14 December 2008

Explaining Family

I always find it interesting telling people about my family. Not that my family is especially odd, but in the sense of, "How much information does this person really want to know?" This is particularly so when people ask where I fall in my family. Do I say I'm the youngest? Usually my reply is something like, "I'm the fourth of five. But I was the youngest until I was about 16." But that elicits questions of "Oh, your parents had a baby when you were 15?" And then I have to explain that my kid sister is adopted and came to live with my family when she was eight. Of course, that in and of itself results in more questions. And it's not that I'm unwilling to talk about it; on the contrary, I find it an interesting story that I like to share. It's just that when the person asked the question, I don't think they were bargaining for quite as much detail as they soon find themselves hearing.

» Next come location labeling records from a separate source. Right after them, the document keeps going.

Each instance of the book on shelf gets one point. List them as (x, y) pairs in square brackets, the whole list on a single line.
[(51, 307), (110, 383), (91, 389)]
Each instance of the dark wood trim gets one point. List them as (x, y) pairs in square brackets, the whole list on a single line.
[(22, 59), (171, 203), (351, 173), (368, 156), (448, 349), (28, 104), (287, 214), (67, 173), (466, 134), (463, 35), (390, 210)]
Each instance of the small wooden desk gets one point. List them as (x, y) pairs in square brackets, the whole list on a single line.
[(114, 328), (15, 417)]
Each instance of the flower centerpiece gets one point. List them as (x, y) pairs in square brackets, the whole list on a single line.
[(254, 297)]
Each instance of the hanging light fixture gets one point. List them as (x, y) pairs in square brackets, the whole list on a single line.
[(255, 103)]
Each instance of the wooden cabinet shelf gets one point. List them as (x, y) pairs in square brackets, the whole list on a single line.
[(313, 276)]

I have the same problem when talking about my brothers. When I say something about a sister and the person says, "Which sister?" it's an easy question to answer. Either "the younger one" or "the older one." But when they say, "Which brother?" I find myself faltering to come up with the right description. "My older brother" doesn't really cut it. They're both older. For a long time it was "the married one," but now they're both married. Then "the one with kids," but my second brother is expecting a child now, so there goes that one. Sometimes I say, "the one in Wyoming" or "the one in Texas," but when I'm telling people about my siblings and where they live, and they say, "Which one lives in Texas?" it's pretty silly to respond, "the one in Texas." And so, instead of a simple answer, it usually ends up being, "The one who is older than me but close in age." Or "the much older one."

Really, it's not that big of a deal. But when it's just a casual conversation with somebody, I just always wonder how much detail they really want. I'm guessing they usually get more than they expected.